Australian Rivers Institute, Griffith School of Environment, Griffith University, Southport, QLD, 4222, Australia; The University of Queensland, National Research Centre for Environmental Toxicology (Entox), Brisbane, QLD, 4108, Australia.
UFZ - Helmholtz Centre for Environmental Research, 04318 Leipzig, Germany.
Water Res. 2017 Oct 15;123:734-750. doi: 10.1016/j.watres.2017.07.016. Epub 2017 Jul 9.
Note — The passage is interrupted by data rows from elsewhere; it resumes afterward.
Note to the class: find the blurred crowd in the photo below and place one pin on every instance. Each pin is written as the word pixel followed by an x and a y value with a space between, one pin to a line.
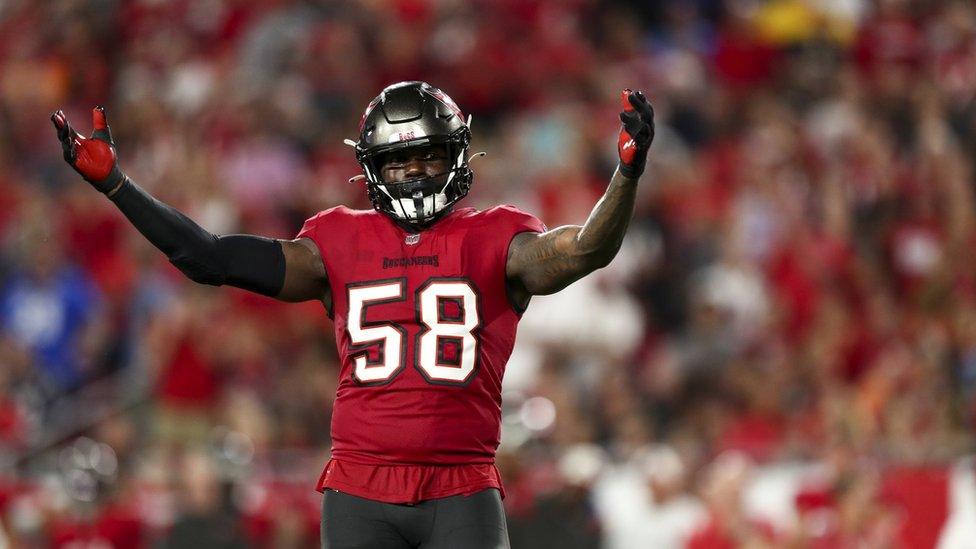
pixel 783 354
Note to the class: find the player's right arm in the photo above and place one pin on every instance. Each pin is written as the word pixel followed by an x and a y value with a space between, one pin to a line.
pixel 289 270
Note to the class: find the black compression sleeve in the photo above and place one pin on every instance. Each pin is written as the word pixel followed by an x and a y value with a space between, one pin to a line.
pixel 254 263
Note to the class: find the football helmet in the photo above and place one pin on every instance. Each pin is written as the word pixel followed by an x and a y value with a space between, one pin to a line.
pixel 414 114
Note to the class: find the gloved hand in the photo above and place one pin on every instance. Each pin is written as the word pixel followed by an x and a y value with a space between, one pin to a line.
pixel 636 133
pixel 94 158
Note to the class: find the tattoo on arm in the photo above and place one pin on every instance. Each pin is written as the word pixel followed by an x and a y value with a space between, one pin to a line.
pixel 545 263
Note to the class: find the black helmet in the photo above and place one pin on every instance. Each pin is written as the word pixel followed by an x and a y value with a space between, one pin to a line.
pixel 414 114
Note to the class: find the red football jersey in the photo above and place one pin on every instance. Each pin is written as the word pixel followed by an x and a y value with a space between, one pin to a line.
pixel 424 327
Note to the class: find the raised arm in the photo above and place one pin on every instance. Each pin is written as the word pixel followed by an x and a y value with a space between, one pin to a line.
pixel 544 263
pixel 287 270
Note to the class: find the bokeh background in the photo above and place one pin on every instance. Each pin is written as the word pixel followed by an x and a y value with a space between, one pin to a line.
pixel 783 354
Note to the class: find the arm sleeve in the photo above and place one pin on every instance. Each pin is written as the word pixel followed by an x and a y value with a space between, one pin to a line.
pixel 250 262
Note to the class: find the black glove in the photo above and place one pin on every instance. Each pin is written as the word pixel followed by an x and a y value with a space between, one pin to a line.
pixel 94 158
pixel 636 133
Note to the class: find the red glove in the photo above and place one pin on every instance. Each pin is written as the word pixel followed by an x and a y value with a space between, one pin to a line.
pixel 636 133
pixel 94 158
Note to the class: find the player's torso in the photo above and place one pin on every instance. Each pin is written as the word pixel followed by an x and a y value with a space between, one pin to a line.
pixel 424 329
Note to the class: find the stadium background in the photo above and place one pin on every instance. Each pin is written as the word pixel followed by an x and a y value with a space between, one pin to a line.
pixel 782 355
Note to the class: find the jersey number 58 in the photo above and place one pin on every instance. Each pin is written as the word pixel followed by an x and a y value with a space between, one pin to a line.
pixel 445 349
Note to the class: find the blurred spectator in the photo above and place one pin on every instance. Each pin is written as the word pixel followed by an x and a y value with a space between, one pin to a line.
pixel 207 519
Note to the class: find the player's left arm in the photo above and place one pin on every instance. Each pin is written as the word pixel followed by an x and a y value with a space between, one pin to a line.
pixel 544 263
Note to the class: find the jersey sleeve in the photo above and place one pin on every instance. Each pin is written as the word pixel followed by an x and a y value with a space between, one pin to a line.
pixel 321 226
pixel 519 221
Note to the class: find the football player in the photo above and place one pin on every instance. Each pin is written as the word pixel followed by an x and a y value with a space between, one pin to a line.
pixel 425 298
Surface waters can contain a diverse range of organic pollutants, including pesticides, pharmaceuticals and industrial compounds. While bioassays have been used for water quality monitoring, there is limited knowledge regarding the effects of individual micropollutants and their relationship to the overall mixture effect in water samples. In this study, a battery of in vitro bioassays based on human and fish cell lines and whole organism assays using bacteria, algae, daphnids and fish embryos was assembled for use in water quality monitoring. The selection of bioassays was guided by the principles of adverse outcome pathways in order to cover relevant steps in toxicity pathways known to be triggered by environmental water samples. The effects of 34 water pollutants, which were selected based on hazard quotients, available environmental quality standards and mode of action information, were fingerprinted in the bioassay test battery. There was a relatively good agreement between the experimental results and available literature effect data. The majority of the chemicals were active in the assays indicative of apical effects, while fewer chemicals had a response in the specific reporter gene assays, but these effects were typically triggered at lower concentrations. The single chemical effect data were used to improve published mixture toxicity modeling of water samples from the Danube River. While there was a slight increase in the fraction of the bioanalytical equivalents explained for the Danube River samples, for some endpoints less than 1% of the observed effect could be explained by the studied chemicals. The new mixture models essentially confirmed previous findings from many studies monitoring water quality using both chemical analysis and bioanalytical tools. In short, our results indicate that many more chemicals contribute to the biological effect than those that are typically quantified by chemical monitoring programs or those regulated by environmental quality standards. This study not only demonstrates the utility of fingerprinting single chemicals for an improved understanding of the biological effect of pollutants, but also highlights the need to apply bioassays for water quality monitoring in order to prevent underestimation of the overall biological effect.
地表水中可能含有多种有机污染物,包括农药、药品和工业化合物。虽然生物测定法已被用于水质监测,但对于单个微污染物的影响及其与水样中整体混合物效应的关系,我们的了解有限。在这项研究中,我们组装了一系列基于人类和鱼类细胞系的体外生物测定法和使用细菌、藻类、水蚤和鱼类胚胎的整体生物测定法,用于水质监测。生物测定法的选择是根据不良结局途径的原则进行的,以便涵盖已知由环境水样触发的毒性途径中的相关步骤。根据危害系数、现有环境质量标准和作用模式信息选择了 34 种水污染物,在生物测定试验组中对其进行了“指纹”分析。实验结果与现有文献效应数据之间存在相对较好的一致性。大多数化学物质在测定中具有活性,表明存在顶端效应,而较少的化学物质在特定的报告基因测定中具有反应,但这些效应通常在较低浓度下触发。单个化学物质效应数据用于改进多瑙河水样的已发表混合物毒性模型。虽然对于多瑙河水样,生物分析等效物的解释比例略有增加,但对于一些终点,只有不到 1%的观察到的效应可以用研究的化学物质来解释。新的混合物模型基本上证实了之前使用化学分析和生物分析工具监测水质的许多研究的发现。简而言之,我们的研究结果表明,对于污染物的生物效应,有更多的化学物质起作用,而不是那些通常通过化学监测计划或环境质量标准来量化的化学物质。这项研究不仅表明,对单个化学物质进行“指纹”分析有助于更好地了解污染物的生物效应,而且还强调需要应用生物测定法进行水质监测,以防止低估整体生物效应。